If I feel what I am buying is of value, I’ll pay the price. Value
rather than price has made me rich.
Against my advice, my friend sought financing for her “dream” home.
Fortunately, the bank turned her down. The house was on a busy street
in a deteriorating neighborhood. The high school four blocks away was
one of the most dangerous schools in the city. Her son and daughter
would either have to go to private school or take karate lessons. She is
now looking for a cheaper house to buy and has asked her father, who is
retired, for help with the down payment. If her past is a crystal ball
to her future, she will likely always be cheap and poor, even though she
is a good, kind, educated, hard-working person.
My Point of View
What follows are some thoughts on why my friend will probably never get ahead financially — especially in this market.
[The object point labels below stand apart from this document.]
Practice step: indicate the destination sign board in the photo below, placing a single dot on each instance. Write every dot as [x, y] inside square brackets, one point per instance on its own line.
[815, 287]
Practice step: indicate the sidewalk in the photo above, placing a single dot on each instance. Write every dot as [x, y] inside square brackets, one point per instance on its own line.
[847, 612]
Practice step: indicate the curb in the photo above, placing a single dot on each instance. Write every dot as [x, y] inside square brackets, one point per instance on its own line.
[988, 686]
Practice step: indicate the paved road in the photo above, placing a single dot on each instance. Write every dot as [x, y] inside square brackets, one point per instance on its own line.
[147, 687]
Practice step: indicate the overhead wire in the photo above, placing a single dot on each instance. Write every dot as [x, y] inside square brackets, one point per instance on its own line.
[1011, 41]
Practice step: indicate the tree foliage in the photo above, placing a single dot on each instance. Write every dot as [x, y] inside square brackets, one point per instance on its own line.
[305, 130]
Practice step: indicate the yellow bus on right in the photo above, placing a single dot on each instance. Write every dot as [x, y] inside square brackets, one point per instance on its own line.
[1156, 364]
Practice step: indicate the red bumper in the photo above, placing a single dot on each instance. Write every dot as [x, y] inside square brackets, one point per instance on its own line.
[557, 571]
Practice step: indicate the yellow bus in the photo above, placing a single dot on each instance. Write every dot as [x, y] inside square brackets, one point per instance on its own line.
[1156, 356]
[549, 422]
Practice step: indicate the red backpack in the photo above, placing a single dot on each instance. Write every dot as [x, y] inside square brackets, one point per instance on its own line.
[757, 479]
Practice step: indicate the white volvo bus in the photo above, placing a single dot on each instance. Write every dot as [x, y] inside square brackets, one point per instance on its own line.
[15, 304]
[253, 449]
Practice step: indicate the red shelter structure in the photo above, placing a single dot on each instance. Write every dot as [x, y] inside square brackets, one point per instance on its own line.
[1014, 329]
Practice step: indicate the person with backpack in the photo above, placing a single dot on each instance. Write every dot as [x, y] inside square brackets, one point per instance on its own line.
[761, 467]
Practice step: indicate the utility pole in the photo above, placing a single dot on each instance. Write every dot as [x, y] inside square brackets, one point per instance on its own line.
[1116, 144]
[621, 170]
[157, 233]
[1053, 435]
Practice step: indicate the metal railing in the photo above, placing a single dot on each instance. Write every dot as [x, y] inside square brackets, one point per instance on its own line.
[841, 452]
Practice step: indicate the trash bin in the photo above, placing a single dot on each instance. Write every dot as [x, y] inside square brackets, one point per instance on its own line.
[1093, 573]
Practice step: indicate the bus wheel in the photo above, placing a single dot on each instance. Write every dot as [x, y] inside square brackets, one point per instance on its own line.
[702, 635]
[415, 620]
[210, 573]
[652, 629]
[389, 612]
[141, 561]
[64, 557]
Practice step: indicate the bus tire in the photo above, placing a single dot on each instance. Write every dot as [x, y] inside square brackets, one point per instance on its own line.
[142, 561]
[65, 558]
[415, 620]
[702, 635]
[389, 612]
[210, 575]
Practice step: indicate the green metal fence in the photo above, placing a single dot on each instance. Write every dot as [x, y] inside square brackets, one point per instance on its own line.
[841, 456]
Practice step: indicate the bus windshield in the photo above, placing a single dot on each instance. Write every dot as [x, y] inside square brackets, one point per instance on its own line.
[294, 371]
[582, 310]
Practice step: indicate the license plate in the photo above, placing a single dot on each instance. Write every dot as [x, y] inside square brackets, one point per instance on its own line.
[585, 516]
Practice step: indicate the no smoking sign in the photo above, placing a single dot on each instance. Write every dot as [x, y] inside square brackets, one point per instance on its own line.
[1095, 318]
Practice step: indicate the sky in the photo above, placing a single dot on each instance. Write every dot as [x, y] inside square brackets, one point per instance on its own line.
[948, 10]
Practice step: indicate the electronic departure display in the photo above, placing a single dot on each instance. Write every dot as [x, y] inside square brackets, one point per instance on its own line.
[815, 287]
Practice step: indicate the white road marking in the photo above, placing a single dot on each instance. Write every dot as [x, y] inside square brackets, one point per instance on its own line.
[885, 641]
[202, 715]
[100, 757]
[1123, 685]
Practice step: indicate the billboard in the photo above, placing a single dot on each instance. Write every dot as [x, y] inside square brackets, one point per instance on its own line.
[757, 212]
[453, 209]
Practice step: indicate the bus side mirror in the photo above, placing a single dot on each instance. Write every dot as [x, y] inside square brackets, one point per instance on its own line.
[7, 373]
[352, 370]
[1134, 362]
1. She and her husband have college degrees but zero financial
education. Even worse, neither plans to attend any investment classes.
Choosing to remain financially uneducated has caused them to miss out on
the greatest bull and bear markets in history. As my rich dad often
said, “What you don’t know keeps you poor.”
2. She is too emotional. In the world of money and investing, you
must learn to control your emotions. When you think about it, three of
our biggest financial decisions in life are made at times of peak
emotional excitement: deciding to get married, buying a home, and having
kids.
My dad often said, “High emotions, low intelligence.” To be rich, you
need to see the good and the bad, the short- and long-term consequences
of your decisions. Obviously, this is easier said than done, but it’s
key to building wealth.
3. She doesn’t know the difference between advice from rich people
and advice from sales people. Most people get their financial advice
from the latter — people who profit even if you lose. One reason why
financial education is so important is because it helps you know the
difference between good and bad advice.
As the current crisis demonstrates, our schools teach very little
about money management. Millions of people are living in fear because
they followed conventional wisdom: Go to school, get a job, work hard,
save money, buy a house, get out of debt, and invest for the long term
in a well-diversified portfolio of mutual funds. Many people who
followed this financial prescription are not sleeping at night. They
need a new plan. Had they sought out a little financial education, they
might not be entangled in this mess.
A Thank You to Jon Stewart
Speaking of finance experts, I personally want to thank Jon Stewart
of ‘The Daily Show’ for taking on Jim Cramer and CNBC. Jon Stewart did
an incredible job of representing the millions of people all over the
world who have lost their savings in the market. He was right in saying
he thought it “disingenuous” to advise people to invest for the long
term through their retirement plans while knowing full well that traders
could steal Americans’ retirement money by trading in and out of the
market. Most traders like Cramer realize that investing in mutual funds
for the long term is financial suicide. Cramer should have spoken up,
but we all know why CNBC won’t let him tell the truth. If he did, the
station’s advertisers would leave.
While I applaud Cramer for going on ‘The Daily Show’ and facing the
music, I’m afraid he was marginalized by Stewart — certainly outgunned —
and he has lost his credibility. He may pay an even bigger price if the
SEC decides to dig deeper.
Jim Cramer is a very smart man. I watch his show. I just do not follow his advice.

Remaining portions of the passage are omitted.